She takes the tube from him instead and covers the wound with the antiseptic cream, biting her bottom lip because it stings like she imagines her venom mines do. Meanwhile he rips off the plastic tape around the roll of bandages and throws it away between the seat and the table. There’s a salt and pepper shaker on the table, a bottle of tabasco sauce and a menu cart wedged between the two. Her stomach shrivels up at the thought of food.
Once she’s dressed her forearm tight with bandages, she pushes herself up from her seat and walks over to the display case with sweets, aware but uncaring of Reaper’s gaze on her back, bare from the design of her bodysuit. Behind the counter, the corpse of the woman lies on the floor with the broomstick rolled over from her open hand, unblinking and dry eyes left to stare up at the ceiling. Widowmaker picks up a miguelito, but as she wants to take a bite, Reaper interrupts her.
“You don’t have a sweet tooth.” It sounds so matter-of-fact that she sinks her teeth into the pastry just to spite him.
He was right, but she finishes it anyway, grimacing when a couple of crumbs fall down onto the counter. Tastes awful, stale from being out in the glass display for the entire night, untouched. But it doesn’t stop her from reaching for a slice of tarta de queso and promptly devouring it too.
“What’s our next stop?” Widomaker asks of him when she’s done, elbows propped onto the counter, head tilted so she can watch him from over her shoulder.
“Owe a favor from some guy in Madrid. We’ll keep our heads low for the first couple of days, to shake Talon off our trail. Afterwards, well.” He puts the tablet flat onto the tabletop and projects the holographic screen upwards. Names and names are projected in neat rows.
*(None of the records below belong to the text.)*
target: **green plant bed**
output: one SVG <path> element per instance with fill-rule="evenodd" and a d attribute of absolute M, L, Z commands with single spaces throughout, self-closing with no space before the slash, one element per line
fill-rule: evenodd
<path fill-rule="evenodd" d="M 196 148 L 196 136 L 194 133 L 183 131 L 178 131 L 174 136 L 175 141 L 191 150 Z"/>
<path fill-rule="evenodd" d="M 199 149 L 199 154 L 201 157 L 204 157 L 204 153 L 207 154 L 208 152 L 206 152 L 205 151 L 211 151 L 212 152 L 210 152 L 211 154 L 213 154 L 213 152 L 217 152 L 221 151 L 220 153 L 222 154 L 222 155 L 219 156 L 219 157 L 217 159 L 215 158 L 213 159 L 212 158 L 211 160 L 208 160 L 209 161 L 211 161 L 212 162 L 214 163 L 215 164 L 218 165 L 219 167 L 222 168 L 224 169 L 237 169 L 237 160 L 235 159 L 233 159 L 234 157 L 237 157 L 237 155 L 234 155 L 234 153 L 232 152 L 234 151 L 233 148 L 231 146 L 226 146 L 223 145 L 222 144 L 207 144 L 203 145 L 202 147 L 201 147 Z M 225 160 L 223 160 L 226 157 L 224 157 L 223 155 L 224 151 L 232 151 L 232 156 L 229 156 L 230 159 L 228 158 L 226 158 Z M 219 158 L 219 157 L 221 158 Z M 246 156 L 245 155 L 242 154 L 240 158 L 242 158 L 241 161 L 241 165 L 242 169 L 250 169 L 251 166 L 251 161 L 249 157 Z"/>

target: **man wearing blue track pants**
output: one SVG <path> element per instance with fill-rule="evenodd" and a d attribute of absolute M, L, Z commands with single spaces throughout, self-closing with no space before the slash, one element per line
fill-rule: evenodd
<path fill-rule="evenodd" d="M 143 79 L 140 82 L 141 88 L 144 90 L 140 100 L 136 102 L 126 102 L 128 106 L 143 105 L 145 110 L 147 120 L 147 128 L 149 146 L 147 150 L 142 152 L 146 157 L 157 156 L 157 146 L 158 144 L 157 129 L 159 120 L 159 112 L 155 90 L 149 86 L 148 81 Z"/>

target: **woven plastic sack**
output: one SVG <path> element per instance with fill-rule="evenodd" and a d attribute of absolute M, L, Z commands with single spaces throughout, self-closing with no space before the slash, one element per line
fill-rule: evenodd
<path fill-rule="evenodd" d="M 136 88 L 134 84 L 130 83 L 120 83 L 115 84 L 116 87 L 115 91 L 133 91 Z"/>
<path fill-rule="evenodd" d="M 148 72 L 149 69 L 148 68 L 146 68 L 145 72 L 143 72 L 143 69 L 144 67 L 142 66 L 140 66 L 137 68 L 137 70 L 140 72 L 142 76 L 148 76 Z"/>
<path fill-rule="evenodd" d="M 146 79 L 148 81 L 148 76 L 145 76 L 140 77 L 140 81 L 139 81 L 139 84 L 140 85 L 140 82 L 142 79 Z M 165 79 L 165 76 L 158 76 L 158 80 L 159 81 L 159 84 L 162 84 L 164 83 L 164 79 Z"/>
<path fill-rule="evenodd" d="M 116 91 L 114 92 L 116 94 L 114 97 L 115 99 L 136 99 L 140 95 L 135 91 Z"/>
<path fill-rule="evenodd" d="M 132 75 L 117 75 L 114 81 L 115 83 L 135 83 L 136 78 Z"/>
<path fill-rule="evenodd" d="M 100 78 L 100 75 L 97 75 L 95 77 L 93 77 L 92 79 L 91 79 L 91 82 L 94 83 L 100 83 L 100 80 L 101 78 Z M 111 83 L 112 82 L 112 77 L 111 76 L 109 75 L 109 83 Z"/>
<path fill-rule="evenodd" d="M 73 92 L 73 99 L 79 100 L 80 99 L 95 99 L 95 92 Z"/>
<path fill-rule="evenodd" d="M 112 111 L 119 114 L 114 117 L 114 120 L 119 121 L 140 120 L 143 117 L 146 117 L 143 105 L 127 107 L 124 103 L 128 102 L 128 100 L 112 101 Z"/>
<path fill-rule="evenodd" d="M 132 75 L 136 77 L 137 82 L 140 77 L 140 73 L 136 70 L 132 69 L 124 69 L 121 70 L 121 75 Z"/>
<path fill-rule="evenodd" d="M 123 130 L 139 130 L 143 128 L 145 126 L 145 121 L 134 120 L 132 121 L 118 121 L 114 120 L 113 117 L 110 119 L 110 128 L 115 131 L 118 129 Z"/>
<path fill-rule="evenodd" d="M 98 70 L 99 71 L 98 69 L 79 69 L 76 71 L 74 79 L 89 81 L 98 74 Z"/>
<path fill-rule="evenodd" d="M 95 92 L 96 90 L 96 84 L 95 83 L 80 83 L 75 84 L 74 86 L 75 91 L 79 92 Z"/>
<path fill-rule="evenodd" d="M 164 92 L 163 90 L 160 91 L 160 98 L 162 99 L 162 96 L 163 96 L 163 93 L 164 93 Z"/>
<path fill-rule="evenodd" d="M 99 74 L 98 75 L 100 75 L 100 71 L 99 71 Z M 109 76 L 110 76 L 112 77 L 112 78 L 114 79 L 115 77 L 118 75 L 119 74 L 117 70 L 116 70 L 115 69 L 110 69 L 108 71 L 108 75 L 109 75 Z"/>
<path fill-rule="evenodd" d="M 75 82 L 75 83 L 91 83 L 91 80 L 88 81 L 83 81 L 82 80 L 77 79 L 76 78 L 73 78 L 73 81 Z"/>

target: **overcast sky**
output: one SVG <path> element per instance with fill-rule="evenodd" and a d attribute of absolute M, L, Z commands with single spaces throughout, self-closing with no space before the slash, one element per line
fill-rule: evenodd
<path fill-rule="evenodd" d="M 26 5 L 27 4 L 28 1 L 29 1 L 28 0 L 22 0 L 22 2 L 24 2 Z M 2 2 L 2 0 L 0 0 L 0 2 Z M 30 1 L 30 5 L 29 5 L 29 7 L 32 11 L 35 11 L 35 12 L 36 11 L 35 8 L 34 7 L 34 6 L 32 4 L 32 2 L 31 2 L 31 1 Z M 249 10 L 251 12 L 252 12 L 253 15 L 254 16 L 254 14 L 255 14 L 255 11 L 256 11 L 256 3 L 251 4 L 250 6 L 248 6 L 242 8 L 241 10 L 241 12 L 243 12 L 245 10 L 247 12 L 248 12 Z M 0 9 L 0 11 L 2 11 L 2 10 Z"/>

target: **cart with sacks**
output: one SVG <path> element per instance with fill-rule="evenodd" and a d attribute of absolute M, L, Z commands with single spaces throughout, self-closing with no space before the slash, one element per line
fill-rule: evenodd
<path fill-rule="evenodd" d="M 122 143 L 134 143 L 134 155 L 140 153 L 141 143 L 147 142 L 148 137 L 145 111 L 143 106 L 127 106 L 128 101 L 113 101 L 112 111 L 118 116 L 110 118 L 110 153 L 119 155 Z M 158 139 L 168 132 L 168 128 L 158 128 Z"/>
She drops her head between her hands and chuckles, finishing the sentence for him. “You got a list. And we better finish it, right?”
His guffaw is rough, kind of like the howl of the wind at Cap Gris-Nez, unfettered even by his mask. Her gaze travels from the fridge with sodas behind the counter to the cross hanging above the swinging door of the kitchen. She hears him stand up and walk, how his heavy footfalls overshadow the soft percussion of the music and how the billow of his coattails accentuate his movement. Reaper’s like a big black panther on the prowl, sometimes; a predator that would put the entire world inside his maw and crunch it between his teeth.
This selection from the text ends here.